Many people do not pick up a newspaper, or even read any source of news outside of their social media platform anymore. And at the same time, all of our various social media feeds are increasingly tailored to us based on both past interests (clicks), and the specks that we give to the web portal.
So if a majority of us clicked on articles relating to Ford, Zimmerman and Bieber, then that shows collective interest, and turns those names into easy traffic magnets. If throwing a name onto an article can almost guarantee thousands of clicks, then why would you not exploit that cash cow? Your giving the beast the food it desires.
Because of this, many of these figures are increasingly finding there way into the conversations of the traditional television based media as well. The internet is abuzz about zimmerman, so why not discuss his autograph signings on live tv? People will watch.
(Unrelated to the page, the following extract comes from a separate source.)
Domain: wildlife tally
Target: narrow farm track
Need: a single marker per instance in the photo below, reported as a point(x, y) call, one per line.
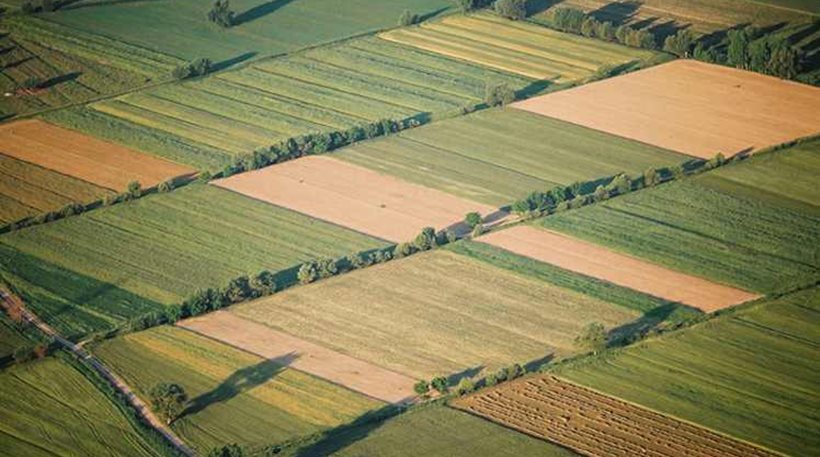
point(9, 300)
This blurring of the line between news and pop culture is bad enough. But something that concerns me more, is how these individuals tend to become pop culture icons.
This is just personal opinion.
But when I think of the list as it stands today, the big 3, none of them really deserve to be icons, or well known. There actions were either despicable or just flat out stupid. They do not add anything good to our culture, society or humanity in general.
When I think of people that arguably SHOULD be cultural icons, names like Bill Nye and Neil DeGrasse Tyson come to mind. People that actively add to our culture, society or the collective good of humanity in general.
But I suppose that our culture and society has a history of giving the villains more credit then they deserve (even before social media entered the picture). Names like Eric Harris, Dylan Klebold and Jeffry Dahmer would likely not be still household names today, without the fascination of the underground following they have developed.
But social media has only made it worse. Which in my mind, shows an obvious risk to the increasingly micro-targeted world that we live in.
Do we want our children to be ascribing to be the next George Zimmerman, Rob Ford, Justin Bieber or Phil Robertson?